In March of 1963, multiple committees met in two separate meetings and determined that the College would begin a schedule of transitioning out of the fraternity system. Surprisingly, it was decided that fraternities would be permitted a small amount of influence over social clubs, with housing being turned over to the College. Concurrent to these changes were considerations about how to prepare the campus residential system for the advent of women at the College.

The decision to abolish the frat house structure of the campus led to further plans for construction on campus. Referred to as “The New Williams,” construction projects were conceived almost immediately and scheduled to begin that very spring. Baxter Hall was the archetype for the restructured campus. It was intended to bring together students of all classes for meals and other activities, without affiliation with any smaller group organization.

Over five years later, six fraternities remained on campus and the trustees formally asked them “to take the necessary steps to wind up fraternity activities here as soon as practical.” They allowed members to maintain their groups until they all graduated, but they were prohibited from bringing in new members. The trustees said that they had been pleased with the general trend of development since the fraternities began disappearing and that they would like to see the culmination of that process. They cited the irrelevance of the fraternity structure on a modern campus. “Such constructive purposes as these organizations historically served in earlier decades, reflected in their 19th century origins in isolated country colleges, with spare, rigid curricula and almost total lack of amenities for student life – can now be served in more relevant and appropriate ways.”

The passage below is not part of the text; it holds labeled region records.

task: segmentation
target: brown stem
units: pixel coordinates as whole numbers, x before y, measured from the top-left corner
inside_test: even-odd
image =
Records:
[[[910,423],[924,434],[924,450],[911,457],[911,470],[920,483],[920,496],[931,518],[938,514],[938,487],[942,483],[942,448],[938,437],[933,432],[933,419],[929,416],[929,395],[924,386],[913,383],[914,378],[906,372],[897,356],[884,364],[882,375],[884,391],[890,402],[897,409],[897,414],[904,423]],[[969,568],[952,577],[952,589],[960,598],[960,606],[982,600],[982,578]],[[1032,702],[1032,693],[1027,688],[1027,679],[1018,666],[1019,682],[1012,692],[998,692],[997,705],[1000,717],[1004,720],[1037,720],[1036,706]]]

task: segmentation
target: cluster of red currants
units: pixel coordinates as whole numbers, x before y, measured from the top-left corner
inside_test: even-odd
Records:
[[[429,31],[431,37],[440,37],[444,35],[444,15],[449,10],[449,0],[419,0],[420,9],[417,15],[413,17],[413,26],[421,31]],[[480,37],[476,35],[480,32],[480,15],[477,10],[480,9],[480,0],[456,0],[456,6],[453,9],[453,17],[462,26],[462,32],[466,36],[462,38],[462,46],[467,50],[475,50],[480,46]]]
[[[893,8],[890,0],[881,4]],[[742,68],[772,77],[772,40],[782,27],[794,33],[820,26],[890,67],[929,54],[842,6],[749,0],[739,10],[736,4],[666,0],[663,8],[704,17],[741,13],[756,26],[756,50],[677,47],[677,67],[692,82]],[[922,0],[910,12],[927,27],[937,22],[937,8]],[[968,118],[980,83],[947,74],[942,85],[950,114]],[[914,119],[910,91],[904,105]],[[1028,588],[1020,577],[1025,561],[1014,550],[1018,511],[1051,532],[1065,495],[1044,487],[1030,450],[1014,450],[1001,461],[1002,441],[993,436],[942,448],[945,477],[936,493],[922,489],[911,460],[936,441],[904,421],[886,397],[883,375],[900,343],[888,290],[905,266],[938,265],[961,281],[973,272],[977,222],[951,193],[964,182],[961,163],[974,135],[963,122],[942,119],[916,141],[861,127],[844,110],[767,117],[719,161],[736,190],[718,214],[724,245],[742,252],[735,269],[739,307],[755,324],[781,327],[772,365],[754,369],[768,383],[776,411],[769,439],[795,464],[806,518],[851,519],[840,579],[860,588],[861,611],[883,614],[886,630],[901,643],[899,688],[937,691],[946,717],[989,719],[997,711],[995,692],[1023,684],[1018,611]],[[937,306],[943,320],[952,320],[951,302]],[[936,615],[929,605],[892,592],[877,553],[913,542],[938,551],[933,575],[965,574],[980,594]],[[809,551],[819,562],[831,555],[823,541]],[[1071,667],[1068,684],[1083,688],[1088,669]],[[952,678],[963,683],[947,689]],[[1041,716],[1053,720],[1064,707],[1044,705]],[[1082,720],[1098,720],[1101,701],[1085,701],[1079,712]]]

These new demands were met with mumbling about a possible lawsuit. The national officials of Theta Delta Chi consulted with lawyers and began to pursue Constitutional grounds on which to challenge the College’s stance. Fraternity presidents on campus, though, expressed a lack of true support for the cause. They claimed loyalty to the College that would supercede any plans to initiate a conflict.

By 1971, fraternity influence on campus had dwindled to a virtually nonexistent presence.
Any fraternity affiliations were nominal only, and functioned purely as social groups and only five to ten percent of students belonged. Membership was based on personal referrals and there was no rush process.

Today, the legacy of the fraternity has left us with little more than goat room legends and a feeling of disdain towards the system. It is important to realize, though, that the fraternity system shaped much of Williams’ history, right through the very recent past.